Fidelity International's Nick Price, portfolio manager of the Emerging Europe Middle East and Africa Fund, said the switch will not have any effect on his fund because of Israel's size.

 

"I will stay with stocks that I like and I believe that most people will do the same," he said.

 

Top-heavy market

A Citigroup report said $2.8 billion in passive outflows were expected from Israeli stocks with the change – but eventually would be more than offset by inflows of $3.6 billion.

 

Foreign investors already hold nearly 30% of Israeli equities, mostly in top companies like Teva Pharmaceutical Industries, Israel Chemicals, Bezeq Israel Telecom and the largest banks, Leumi and Hapoalim.

 

UBS and Merrill Lynch also view the move as a short-term negative with a more positive long term.

 

The Tel Aviv 25 index hit an all-time high last month of 1,237.85 points, buoyed by strong economic growth.
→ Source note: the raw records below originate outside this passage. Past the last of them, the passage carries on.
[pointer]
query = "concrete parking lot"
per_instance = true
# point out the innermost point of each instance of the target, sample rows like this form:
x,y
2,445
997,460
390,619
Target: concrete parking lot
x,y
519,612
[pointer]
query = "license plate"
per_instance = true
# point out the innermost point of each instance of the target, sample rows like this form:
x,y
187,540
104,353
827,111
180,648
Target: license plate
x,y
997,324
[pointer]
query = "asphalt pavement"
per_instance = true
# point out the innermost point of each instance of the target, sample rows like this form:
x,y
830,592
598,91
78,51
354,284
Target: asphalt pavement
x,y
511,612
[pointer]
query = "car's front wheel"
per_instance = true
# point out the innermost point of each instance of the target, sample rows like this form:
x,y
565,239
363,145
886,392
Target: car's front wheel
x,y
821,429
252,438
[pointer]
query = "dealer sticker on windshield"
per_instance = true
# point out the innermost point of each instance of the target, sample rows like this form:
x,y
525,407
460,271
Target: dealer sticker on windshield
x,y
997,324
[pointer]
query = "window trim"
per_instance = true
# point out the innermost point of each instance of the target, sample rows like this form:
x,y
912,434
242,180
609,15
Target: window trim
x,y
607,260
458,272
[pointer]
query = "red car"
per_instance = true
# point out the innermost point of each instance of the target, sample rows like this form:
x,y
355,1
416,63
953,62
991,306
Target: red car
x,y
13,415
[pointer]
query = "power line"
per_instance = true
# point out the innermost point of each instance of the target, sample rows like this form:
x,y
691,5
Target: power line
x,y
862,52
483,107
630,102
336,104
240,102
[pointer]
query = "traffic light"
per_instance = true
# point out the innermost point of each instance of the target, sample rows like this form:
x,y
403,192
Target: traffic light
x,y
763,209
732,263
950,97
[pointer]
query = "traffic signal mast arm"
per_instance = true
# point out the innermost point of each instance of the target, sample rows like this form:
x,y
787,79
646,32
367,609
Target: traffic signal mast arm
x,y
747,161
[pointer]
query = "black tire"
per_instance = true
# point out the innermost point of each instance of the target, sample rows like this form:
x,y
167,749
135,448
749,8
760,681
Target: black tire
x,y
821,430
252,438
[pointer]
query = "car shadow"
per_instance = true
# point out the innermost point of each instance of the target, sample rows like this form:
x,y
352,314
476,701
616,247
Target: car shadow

It has eased back to 1,162 with the global decline in stocks.

 

The country recovered relatively quickly from the global crisis, its economy expanding at an annualized 4.8% rate in the fourth quarter and 0.7% for all of 2009. The central bank predicts growth of 3.7% in 2010.

 

Israel was also invited to join the Organization for Economic Cooperation and Development (OECD) this month.

 

The Bank of Israel said that while there is a chance of an ebb in passive inflows, in previous upgrades there was no evidence of a significant drop in the volume of investment.